First recorded activity by GardenBanter: Nov 2004
Location: Maryland zone 7
Posts: 239
Default

Quote:
Originally Posted by dps
David J Bockman wrote:
...If it were me, I'd get under the deck and shovel out a hole going about 2
feet down. I'd dump the soil onto a tarp and then drag it out into the sun
until it dries, then I would examine it. You can plot your results on a
three sided chart which I've posted to alt.binaries.pictures.gardens as
'soil makeup grid' which is widely used to classify soil types. The diagram
shows a three sided grid with each side representing the content of a
particular particle on a scale from 0% to 100%. The bottom line is the sand
content, starting at 0% at the bottom right hand corner, and rising to 100%
in the bottom left hand corner...



It sounds easy, but it isn't quite as easy as it sounds. The
differentiation of the soil components isn't just a matter of judgement.
Our local extension service charges around $50 for a soil
classification. However, I spotted a link that tells you in detail how
to do it yourself. I haven't tried it (New England soil is still fairly
solid at this time of year) so I don't know how easy or reliable it is.
But it's cheap, and therefore worth a shot.

http://everything2.com/?node_id=1698166

In case you're not familiar with the soil triangle, an example can be
found at http://www.oneplan.org/Water/soil-triangle.shtml (There are
lots of them out there. Google it. The above link was the first one.)

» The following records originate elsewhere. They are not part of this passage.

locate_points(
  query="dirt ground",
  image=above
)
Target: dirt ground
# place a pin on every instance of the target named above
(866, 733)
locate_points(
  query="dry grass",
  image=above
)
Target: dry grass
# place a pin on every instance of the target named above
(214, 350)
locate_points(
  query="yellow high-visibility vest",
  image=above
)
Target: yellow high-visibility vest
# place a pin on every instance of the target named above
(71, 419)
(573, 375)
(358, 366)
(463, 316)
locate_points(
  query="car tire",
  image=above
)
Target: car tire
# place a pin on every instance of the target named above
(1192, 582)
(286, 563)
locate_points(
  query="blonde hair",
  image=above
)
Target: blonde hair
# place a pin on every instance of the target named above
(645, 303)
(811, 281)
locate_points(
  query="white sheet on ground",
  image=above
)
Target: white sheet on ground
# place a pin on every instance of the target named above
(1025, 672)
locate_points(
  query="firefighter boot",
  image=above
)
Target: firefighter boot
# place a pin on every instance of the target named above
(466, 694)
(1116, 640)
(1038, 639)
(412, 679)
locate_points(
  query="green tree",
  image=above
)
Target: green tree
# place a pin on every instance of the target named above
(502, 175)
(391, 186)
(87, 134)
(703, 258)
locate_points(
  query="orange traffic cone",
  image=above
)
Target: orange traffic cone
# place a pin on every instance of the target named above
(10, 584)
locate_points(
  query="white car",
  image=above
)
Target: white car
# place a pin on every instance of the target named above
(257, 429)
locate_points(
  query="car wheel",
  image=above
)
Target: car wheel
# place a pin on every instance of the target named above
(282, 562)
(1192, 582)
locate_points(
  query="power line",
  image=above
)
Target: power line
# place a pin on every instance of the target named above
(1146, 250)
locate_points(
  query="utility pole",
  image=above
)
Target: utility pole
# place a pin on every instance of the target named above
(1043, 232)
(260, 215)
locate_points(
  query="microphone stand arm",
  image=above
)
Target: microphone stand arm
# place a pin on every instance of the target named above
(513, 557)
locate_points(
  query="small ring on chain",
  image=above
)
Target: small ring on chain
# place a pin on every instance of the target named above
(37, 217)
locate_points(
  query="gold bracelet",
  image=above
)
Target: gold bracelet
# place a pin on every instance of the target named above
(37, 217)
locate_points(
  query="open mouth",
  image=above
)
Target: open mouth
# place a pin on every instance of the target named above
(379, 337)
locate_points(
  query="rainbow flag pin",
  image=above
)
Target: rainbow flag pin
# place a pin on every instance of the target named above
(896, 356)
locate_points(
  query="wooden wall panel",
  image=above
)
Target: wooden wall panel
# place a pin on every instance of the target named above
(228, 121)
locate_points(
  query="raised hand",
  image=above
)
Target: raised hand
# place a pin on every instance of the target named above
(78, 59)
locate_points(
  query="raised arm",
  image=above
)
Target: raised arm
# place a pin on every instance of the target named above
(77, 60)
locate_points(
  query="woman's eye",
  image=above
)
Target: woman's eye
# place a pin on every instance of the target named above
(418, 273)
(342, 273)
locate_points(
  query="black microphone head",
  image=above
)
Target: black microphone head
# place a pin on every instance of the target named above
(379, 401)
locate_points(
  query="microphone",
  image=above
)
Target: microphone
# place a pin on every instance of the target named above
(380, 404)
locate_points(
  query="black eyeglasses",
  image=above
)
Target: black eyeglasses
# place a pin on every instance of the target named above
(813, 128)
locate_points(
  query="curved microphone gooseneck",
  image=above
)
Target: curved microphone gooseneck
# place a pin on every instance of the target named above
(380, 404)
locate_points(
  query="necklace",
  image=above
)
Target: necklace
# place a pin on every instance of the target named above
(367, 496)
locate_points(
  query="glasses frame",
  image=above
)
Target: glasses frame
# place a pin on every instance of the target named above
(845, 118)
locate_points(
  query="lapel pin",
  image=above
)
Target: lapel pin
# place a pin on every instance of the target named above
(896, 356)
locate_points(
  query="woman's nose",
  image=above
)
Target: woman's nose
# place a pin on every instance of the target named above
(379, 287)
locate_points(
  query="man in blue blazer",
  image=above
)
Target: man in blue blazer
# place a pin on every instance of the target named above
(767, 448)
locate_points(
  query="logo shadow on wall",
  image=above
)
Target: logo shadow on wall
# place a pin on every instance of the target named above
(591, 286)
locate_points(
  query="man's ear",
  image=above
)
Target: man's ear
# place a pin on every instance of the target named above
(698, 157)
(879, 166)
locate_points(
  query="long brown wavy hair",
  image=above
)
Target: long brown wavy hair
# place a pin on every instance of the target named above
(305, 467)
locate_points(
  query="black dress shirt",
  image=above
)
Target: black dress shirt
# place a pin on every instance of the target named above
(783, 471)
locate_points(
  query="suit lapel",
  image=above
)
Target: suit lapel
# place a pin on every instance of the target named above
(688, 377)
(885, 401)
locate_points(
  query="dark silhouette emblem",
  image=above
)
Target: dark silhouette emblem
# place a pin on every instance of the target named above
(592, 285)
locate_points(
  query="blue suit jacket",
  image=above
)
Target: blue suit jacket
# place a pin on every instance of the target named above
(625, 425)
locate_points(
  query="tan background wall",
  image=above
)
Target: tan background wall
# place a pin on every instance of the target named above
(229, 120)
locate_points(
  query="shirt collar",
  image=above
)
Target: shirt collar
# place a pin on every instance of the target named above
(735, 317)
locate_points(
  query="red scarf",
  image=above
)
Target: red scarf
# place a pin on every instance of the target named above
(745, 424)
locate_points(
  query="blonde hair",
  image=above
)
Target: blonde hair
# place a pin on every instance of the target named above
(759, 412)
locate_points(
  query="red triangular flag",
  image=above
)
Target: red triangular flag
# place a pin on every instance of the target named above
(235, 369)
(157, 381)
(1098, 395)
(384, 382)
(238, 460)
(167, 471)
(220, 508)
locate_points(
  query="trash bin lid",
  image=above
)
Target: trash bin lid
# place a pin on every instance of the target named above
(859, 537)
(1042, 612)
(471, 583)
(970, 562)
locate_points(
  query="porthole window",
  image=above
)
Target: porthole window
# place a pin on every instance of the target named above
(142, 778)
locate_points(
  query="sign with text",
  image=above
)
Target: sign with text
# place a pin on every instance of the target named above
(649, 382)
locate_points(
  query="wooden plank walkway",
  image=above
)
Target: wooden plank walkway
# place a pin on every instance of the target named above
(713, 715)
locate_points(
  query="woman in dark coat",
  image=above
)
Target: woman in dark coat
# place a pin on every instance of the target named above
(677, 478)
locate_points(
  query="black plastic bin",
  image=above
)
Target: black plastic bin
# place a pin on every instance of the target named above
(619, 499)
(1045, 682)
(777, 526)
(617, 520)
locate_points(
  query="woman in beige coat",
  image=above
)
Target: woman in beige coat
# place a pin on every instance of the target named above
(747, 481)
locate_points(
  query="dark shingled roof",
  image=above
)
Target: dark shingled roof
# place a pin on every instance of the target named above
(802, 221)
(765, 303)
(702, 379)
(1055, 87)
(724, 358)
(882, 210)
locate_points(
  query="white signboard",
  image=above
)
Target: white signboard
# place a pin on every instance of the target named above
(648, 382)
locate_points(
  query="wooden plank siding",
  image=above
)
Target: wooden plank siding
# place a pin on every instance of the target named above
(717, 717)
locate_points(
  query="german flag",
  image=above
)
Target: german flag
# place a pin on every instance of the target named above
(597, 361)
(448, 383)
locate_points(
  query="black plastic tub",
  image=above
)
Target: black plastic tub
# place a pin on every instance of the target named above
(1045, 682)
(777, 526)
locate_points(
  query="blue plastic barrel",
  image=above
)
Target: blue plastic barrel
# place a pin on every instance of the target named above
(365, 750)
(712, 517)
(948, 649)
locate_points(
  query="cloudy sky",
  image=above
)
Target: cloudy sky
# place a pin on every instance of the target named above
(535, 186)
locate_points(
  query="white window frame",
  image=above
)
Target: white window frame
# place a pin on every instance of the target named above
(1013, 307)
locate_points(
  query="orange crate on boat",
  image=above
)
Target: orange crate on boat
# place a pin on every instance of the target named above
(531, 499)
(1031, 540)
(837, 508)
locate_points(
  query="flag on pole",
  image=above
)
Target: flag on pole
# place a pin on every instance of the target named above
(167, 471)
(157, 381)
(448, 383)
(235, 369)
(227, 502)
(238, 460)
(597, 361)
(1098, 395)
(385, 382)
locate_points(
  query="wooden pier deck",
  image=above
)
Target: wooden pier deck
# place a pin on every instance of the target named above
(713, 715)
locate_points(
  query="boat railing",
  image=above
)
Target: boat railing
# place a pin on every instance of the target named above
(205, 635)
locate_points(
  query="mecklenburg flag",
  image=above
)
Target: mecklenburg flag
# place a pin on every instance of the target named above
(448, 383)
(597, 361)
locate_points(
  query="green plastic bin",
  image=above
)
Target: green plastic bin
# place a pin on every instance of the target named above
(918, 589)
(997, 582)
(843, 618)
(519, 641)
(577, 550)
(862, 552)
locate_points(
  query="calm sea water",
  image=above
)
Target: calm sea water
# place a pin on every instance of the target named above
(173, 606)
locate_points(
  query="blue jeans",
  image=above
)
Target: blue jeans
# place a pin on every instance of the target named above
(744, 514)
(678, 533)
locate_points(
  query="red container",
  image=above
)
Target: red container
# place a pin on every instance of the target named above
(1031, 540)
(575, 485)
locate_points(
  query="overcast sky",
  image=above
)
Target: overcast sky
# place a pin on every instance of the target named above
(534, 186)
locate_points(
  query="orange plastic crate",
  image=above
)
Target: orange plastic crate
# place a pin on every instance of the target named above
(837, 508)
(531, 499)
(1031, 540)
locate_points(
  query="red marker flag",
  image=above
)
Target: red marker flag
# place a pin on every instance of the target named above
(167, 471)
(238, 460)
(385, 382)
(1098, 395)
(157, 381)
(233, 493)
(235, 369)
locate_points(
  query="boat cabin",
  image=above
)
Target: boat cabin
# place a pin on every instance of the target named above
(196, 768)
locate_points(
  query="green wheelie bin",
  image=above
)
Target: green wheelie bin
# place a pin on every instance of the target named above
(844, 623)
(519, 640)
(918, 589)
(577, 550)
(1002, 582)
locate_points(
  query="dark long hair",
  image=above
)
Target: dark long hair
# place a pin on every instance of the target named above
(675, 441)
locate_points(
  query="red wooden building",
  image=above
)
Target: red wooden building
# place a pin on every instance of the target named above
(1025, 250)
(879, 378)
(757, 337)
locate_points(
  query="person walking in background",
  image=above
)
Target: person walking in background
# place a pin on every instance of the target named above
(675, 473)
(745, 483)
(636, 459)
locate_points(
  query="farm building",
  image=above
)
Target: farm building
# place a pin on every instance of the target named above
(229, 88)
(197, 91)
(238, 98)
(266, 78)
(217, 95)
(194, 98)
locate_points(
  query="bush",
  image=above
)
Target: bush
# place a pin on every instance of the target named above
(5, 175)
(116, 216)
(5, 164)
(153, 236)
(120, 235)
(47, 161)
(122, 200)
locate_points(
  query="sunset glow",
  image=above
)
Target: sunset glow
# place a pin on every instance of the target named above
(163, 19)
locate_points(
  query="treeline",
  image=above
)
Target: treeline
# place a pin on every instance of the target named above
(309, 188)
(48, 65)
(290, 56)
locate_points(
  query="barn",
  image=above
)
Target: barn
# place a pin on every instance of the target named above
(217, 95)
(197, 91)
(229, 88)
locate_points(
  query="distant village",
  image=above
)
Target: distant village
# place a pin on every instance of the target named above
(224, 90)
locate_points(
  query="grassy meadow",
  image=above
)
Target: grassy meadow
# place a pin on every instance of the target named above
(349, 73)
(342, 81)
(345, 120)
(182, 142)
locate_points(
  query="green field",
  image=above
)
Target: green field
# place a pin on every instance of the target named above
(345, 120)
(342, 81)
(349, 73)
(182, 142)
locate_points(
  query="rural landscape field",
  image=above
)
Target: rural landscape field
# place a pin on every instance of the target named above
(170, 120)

On the subject of soil tests for the garden, I recommend that if you are
using a home soil test kit you spring for a professional test at least
once to compare their results against your kit. The home kit pH tests
are reasonable, and the potassium and phosphorous are probably not too
bad, but the nitrogen home test is not really very reliable.


Hi Rob,
You've gotten some great advice here, so I won't repeat that, but these sites show how to dig your trenches and do the piping. I would think that you might also be concerned about the water against the foundation. The gnats are probably fungal gnats due to all that moisture. It could also become a mosquito problem with the warm weather.
http://www.cuyahogaswcd.org/yard_drainage.htm
http://www.thisoldhouse.com/toh/know...228010,00.html
http://www.michaelholigan.com/depart...GNT9PBV4N9512#
http://www.michaelholigan.com/depart...GNT9PBV4N9512#
http://www.askthebuilder.com/175_Dry...ch_Drain.shtml
http://www.gardenadvice.co.uk/howto/...d/frenchdrain/

I'm not a use.net poster, but posting from a forum, so forgive me for not knowing how to snip and paste all the conversations.